Bağlantıyı Kes Hareketi bu zincirleri kırmak için yola çıkmıştır.

Konumu gereği birçoğumuzun sendikalarda örgütlenmesi zor olsa da sendika başlı başına tek örgütlenme aracı değildir. Bu araçları bulmak çeşitli yöntemler ile örgütlenmede kullanmak ise sınıf öncülerine düşüyor. Burada bir irade koyulması gerekiyor, Bağlantıyı Kes olarak en başından bu yana örgütlenme üzerinde Beyaz Yakalılar’ın geride bıraktırılmasına karşı olduk. Kolaycılığa kaçmadan ve ezberleri yok sayarak ve en önemlisi sabırlı, stratejik bir çalışma ile bu örgütlenmeyi gerçekleştirmek için yola çıktık. Öncelikle sınıfın içindeki beyaz yakalıların konumlarını içeren araştırmalar, anketler yaptık ve bunu raporlaştırdık. Tüm bu başlangıç çalışmaları mücadeledeki yolumuzu çizdi.  Pandemi ile birlikte uzaktan çalışmanın bir çalışma yöntemi olarak iyice yerleşmesi ile bu duruma hemen adaptasyon sağlayarak, uzaktan/ evden çalışma sırasında kaybedilen ve yeni ortaya çıkan haklar için talepleri seslendiren çalışmalar yaptık. Beyaz Yakalının olduğu tüm sektörlere Tüm bunlar karşılık bulan çalışmalardı bunun nedeni de “Bağlantıyı Kes  hareketinin sınıf mücadelesinde kendini doğru yerde konumlandırmasının da sonucudur.

1 MAYIS’A DOĞRU

1 Mayıs’ın tarihsel önemini bu yazıyı okuyanlara yeniden anımsatmaya gerek yok. Sınıfın bir araya geldiği, umudu geleceğe taşıyan bir bayramdır 1 Mayıs. Pandemi nedeni ile alanlardan uzak kaldık 2 yıl ama buna rağmen her 1 Mayıs’ı olanaklar çerçevesinde nerede ise orada bayrama çevirdik.

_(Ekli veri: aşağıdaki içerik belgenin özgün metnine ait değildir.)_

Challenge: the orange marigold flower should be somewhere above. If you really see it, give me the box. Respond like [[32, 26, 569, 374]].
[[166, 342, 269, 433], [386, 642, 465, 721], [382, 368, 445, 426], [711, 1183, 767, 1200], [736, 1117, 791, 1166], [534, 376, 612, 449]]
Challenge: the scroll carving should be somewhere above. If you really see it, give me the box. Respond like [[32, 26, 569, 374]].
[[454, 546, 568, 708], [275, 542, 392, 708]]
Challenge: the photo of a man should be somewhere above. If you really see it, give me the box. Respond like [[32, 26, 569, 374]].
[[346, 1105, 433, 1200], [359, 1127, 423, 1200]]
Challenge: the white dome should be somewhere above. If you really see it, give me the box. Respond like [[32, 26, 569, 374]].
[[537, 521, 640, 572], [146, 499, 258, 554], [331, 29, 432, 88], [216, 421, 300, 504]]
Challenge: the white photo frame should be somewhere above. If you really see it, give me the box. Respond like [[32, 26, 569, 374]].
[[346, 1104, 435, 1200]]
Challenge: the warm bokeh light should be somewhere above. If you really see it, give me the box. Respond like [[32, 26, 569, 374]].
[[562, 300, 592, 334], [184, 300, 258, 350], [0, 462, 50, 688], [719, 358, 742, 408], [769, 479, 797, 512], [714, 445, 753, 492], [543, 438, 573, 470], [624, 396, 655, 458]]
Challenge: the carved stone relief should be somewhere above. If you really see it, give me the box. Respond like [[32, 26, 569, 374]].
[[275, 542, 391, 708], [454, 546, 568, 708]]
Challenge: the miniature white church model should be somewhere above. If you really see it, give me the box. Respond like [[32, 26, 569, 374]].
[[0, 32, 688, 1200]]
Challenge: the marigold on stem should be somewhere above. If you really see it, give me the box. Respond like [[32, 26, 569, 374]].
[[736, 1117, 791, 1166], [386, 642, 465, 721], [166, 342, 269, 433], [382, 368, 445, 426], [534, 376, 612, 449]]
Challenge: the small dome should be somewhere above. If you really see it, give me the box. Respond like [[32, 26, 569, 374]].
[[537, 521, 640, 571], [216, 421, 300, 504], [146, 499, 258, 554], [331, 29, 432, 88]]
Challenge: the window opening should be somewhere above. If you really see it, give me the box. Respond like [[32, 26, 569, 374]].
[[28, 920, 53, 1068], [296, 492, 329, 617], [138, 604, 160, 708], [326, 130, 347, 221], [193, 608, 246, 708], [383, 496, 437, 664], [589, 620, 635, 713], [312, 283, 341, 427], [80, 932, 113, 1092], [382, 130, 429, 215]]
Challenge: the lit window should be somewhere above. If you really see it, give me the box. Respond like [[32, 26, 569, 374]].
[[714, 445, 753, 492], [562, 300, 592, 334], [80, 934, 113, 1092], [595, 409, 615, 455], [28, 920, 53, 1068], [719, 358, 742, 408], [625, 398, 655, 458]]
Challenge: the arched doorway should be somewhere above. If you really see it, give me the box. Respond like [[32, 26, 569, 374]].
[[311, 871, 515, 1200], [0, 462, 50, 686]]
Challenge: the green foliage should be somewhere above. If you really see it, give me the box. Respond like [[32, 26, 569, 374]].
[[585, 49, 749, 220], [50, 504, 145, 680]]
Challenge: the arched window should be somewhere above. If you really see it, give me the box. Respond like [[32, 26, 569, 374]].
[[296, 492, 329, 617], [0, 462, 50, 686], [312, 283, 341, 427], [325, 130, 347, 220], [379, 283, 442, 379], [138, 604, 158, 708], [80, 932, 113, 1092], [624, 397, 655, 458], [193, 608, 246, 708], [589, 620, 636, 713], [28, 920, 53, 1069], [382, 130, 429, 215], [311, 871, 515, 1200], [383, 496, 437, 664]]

Plazalar, ofisler, bürolarda, evde çalışan ve emeği sömürülen tüm arkadaşlarımız;

Örgütlenmenin zorluğunun farkındayız. Ama bunu kıracak olanlar da bizleriz. Örgütlenmeli ve hak ettiklerimizi almalıyız. Bu yüzden hep “birlikte güçlenelim.”

Beyaz Yakalıların sınıf mücadelesinin yükseltilmesi için Bağlantıyı Kes olarak bu yıl 1 Mayıs’ta alanda olacağız.

Tüm beyaz yakalı/ofis çalışanlarını bizimle birlikte alanda yürümeye çağırıyoruz.